An evolutionary tree, commonly referred to as a phylogeny, depicts the relationships among biological entities, like species or organisms. Phylogenetic trees provide insight into key questions related to biodiversity, evolution, ecology, and genetics. However, they are difficult to estimate accurately because of complex evolutionary processes, the hardness of the related optimization problems, and incomplete and inaccurate data in practice. To address these challenges, I introduce TREE-QMC, a new method for estimating a species tree from gene trees based on four-leaf trees, called quartets. TREE-QMC is based on the divide-and-conquer approach proposed by Sagi Snir and Satish Rao (2010). My major contribution is showing that a mathematical object called “the quartet graph” can be directly built from gene trees (without explicitly enumerating quartets).
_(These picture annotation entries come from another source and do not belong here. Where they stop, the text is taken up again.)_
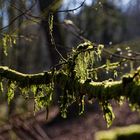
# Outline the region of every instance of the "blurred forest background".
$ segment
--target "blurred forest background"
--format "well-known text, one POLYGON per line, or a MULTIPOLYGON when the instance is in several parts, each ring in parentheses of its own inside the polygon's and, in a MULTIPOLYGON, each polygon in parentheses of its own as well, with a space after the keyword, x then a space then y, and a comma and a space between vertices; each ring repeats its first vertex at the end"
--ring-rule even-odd
MULTIPOLYGON (((63 57, 67 57, 66 54, 81 43, 83 37, 92 42, 104 44, 113 53, 120 55, 127 53, 128 56, 139 57, 137 54, 131 54, 131 50, 140 51, 139 0, 130 0, 126 3, 123 0, 86 0, 79 9, 67 11, 80 6, 82 2, 82 0, 64 0, 59 9, 60 12, 54 15, 55 45, 63 57)), ((48 4, 48 0, 38 0, 37 3, 33 0, 0 0, 0 65, 6 65, 23 73, 38 73, 47 71, 59 63, 60 55, 51 44, 48 19, 41 18, 48 4), (34 6, 23 14, 32 5, 34 6), (3 38, 8 38, 7 34, 16 42, 10 43, 9 39, 9 47, 3 45, 3 38)), ((107 58, 113 59, 109 55, 104 57, 103 61, 107 58)), ((139 65, 138 62, 136 65, 139 65)), ((128 64, 124 65, 126 69, 132 69, 132 65, 130 66, 131 68, 128 64)), ((100 77, 104 79, 103 75, 100 77)), ((25 107, 23 102, 26 101, 21 98, 13 103, 16 103, 17 109, 11 105, 10 111, 7 111, 4 101, 6 95, 0 96, 1 124, 3 120, 9 119, 6 116, 10 116, 11 112, 26 112, 27 108, 33 111, 33 105, 29 103, 29 107, 25 107), (20 109, 19 106, 21 106, 20 109)), ((134 122, 140 122, 140 120, 137 118, 134 122)), ((88 125, 90 123, 88 122, 88 125)))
This enables TREE-QMC to run in cubic time, making it the first method to break the quartic time barrier (without down-sampling the input) since the divide-and-conquer approach was proposed in 2010. Moreover, TREE-QMC improves accuracy under challenging scenarios by normalizing the quartet weights to account for “artificial taxa”, which are introduced during the divide phase so subproblem solutions can be combined during the conquer phase. I recently showed how to extend the algorithm to incorporate extra information including branch lengths and support values in weighting quartets, further improving robustness to error-prone inputs, including homology errors. Going forward, I propose future directions to extend the TREE-QMC approach to reconstruct phylogenetic networks rather than trees because tree representation is insufficient for many evolutionary scenarios, like hybridization or horizontal gene transfers.